ANSI and TIA published ANSI/TIA-570-B-2004, or the Residential and Light Commercial Telecommunications Cabling Standard, to address the growing need for "data-ready" homes and multidwelling residential buildings. Just a few years ago, only the most serious geeks would have admitted to having a network in their homes. Today, more and more homes have small networks consisting of two or more home computers, a cable modem, and a shared printer. Even apartment buildings and condominiums are being built or remodeled to include data outlets; some apartment buildings and condos even provide direct Internet access.

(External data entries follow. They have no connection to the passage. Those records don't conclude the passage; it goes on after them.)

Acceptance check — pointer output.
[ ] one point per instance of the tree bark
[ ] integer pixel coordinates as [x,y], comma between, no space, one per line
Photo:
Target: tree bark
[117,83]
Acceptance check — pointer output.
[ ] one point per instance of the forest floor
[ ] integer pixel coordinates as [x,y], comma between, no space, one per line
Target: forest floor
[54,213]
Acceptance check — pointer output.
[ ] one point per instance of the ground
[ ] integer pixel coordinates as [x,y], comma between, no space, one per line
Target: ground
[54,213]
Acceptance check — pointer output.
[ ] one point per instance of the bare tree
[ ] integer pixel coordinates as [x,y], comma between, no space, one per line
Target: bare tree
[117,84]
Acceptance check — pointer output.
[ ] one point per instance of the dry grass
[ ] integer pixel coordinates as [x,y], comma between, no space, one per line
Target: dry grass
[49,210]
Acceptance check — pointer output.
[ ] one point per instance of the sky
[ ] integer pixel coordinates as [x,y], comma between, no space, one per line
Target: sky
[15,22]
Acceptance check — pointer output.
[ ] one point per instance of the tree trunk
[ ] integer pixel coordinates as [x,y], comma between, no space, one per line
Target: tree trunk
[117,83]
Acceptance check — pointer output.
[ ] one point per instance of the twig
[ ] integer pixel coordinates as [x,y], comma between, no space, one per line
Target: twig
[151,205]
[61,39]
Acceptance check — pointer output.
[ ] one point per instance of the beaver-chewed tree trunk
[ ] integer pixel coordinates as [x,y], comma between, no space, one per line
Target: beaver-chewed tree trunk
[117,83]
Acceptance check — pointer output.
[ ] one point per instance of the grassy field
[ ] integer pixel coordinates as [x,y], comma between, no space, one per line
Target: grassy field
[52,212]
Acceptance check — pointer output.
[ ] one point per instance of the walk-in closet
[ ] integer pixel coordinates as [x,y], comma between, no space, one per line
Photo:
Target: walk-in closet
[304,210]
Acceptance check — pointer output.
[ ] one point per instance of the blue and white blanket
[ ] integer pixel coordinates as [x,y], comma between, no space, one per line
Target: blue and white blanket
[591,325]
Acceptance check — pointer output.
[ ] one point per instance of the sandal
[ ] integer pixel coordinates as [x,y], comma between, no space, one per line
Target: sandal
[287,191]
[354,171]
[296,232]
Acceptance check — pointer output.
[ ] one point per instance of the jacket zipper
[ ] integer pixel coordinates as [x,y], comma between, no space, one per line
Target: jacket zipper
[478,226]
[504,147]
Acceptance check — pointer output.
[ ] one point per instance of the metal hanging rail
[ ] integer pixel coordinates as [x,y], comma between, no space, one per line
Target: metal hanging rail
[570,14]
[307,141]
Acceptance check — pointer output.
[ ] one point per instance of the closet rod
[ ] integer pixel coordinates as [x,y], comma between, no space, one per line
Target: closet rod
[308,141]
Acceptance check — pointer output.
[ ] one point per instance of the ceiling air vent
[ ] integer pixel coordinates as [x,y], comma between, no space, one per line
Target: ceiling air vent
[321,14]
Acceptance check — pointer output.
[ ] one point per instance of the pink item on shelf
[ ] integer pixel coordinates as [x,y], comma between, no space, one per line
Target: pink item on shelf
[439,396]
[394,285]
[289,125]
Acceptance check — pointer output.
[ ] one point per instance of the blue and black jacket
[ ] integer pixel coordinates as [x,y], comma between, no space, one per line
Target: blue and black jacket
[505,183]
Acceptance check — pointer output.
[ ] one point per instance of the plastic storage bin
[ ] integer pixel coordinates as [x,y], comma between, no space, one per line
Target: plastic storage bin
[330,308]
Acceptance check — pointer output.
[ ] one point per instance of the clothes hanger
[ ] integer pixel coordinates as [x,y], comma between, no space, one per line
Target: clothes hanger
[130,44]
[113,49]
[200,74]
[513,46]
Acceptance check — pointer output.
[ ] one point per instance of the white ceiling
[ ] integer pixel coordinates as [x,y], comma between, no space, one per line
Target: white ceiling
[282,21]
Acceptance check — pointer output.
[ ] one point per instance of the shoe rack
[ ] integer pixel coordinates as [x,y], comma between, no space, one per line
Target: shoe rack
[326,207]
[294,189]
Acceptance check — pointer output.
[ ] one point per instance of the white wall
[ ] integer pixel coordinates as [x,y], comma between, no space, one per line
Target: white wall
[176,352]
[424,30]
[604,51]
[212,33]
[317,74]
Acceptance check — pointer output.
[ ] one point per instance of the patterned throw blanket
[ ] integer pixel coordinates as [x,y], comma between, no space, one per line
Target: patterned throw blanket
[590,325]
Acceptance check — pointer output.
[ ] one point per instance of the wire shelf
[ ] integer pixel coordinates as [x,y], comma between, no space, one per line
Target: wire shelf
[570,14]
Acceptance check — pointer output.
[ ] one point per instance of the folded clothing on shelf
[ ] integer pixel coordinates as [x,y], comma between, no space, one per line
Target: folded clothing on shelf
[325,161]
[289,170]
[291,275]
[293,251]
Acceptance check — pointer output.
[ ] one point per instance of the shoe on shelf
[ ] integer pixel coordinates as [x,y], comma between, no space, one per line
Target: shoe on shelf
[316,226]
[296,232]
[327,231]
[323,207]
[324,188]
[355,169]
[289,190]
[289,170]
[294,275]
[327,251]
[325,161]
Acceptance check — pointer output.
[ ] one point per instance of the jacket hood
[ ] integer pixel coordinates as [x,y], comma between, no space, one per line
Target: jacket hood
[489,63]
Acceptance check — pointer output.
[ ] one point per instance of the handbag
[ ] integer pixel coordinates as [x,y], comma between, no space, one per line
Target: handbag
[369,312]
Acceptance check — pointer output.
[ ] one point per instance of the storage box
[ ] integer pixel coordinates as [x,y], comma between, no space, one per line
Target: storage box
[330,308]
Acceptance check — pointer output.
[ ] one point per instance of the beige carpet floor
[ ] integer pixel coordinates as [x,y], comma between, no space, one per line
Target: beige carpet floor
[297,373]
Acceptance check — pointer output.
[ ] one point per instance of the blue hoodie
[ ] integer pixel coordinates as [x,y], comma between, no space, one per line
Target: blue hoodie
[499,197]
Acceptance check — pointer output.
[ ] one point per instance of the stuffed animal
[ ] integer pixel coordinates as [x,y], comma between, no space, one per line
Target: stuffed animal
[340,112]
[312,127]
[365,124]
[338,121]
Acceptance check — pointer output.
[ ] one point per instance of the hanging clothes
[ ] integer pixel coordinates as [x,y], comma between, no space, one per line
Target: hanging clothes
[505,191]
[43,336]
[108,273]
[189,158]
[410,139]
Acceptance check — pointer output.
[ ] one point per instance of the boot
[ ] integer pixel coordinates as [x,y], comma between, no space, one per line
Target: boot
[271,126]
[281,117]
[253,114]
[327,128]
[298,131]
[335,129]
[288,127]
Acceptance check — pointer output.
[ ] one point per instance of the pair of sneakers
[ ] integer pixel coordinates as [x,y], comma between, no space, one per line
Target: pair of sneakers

The ANSI/TIA-570-B standard provides requirements for residential telecommunications cabling for two grades of information outlets: basic and multimedia cabling. This cabling is intended to support applications such as voice, data, video, home automation, alarm systems, environmental controls, and intercoms. The two grades are as follows:
Grade 1 This grade supports basic telephone and video services. The standard specifies twisted-pair cable and coaxial cable placed in a star topology. Grade 1 cabling requirements consist of a minimum of one four-pair UTP cable that meets or exceeds the requirements for Category 5e, a minimum of one 75-ohm coaxial cable, and their respective connectors at each telecommunications outlet and the DD. Installation of Category 6 cable in place of Category 5e cable is recommended.
Grade 2 Grade 2 provides a generic cabling system that meets the minimum requirements for basic and advanced telecommunications services such as high-speed Internet and in-home generated video. Grade 2 specifies twisted-pair cable, coaxial cable, and optionally optical fiber cable, all placed in a star topology. Grade 2 cabling minimum requirements consist of two four-pair UTP cables and associated connectors that meet or exceed the requirements for Category 5e cabling; two 75-ohm coaxial and associated connectors at each telecommunications outlet and the DD; optionally, two-fiber optical fiber cabling. Installation of Category 6 cabling in place of Category 5e cabling is recommended.
The standard further dictates that a central location within a home or multitenant building be chosen at which to install a central cabinet or wall-mounted rack to support the wiring. This location should be close to the telephone company demarcation point and near the entry point of cable TV connections. Once the cabling system is installed, you can use it to connect phones, televisions, computers, cable modems, and EIA 6000-compliant home automation devices.